1. 'Amblylypygid' is certainly a typo; the word is amblypygid
2. Amblypygids are not spiders, but belong to a different order -
3. - Amblypygi, which isn't a genus. The genus of the animal shown is Damon. There are around a couple of dozen genera in all.

Some south american spcies can reach in excess of two feet across the 'whips'.

The article is interesting, incidentally. It's a strange thing to lose in Brighton (not many people keep them, and they're generally both quite expensive and not easy to get hold of).




Posted By: Faldage Re: amblypygid - 02/14/05 11:18 AM
risk of going off-topic

Around here it's practically required.

So, what differentiates amblypygids and spiders?

Posted By: Buffalo Shrdlu Re: amblypygid - 02/14/05 12:12 PM
>So, what differentiates amblypygids and spiders?
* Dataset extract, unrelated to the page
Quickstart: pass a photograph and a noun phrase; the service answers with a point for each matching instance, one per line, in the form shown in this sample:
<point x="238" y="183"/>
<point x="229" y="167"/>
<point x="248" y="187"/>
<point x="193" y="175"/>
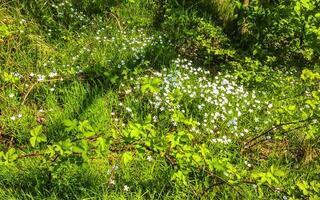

amblypygids have curly tails...

Posted By: of troy Re: amblypygid - 02/14/05 03:50 PM
re: At risk of going off-topic

the lower you go down the topics, the less strict we become.. down here, (below the fold) it's not quite a free for all, but almost!

but up in Q & A about words, or A & I, we are a bit more titchy-- and well, complain.. if you start out 'off topic'

you can get away with it, but only if the post subject is, really, really interesting, (to EVERYONE) and since that happens only once every 60 thousand years or so..

but even up there, most things go off topic eventually...


Posted By: Zed Re: amblypygid - 02/15/05 12:00 AM
Some south american spcies can reach in excess of two feet across the 'whips'.
TWO FEET!!!
And to think I used to want to visit S. Amer.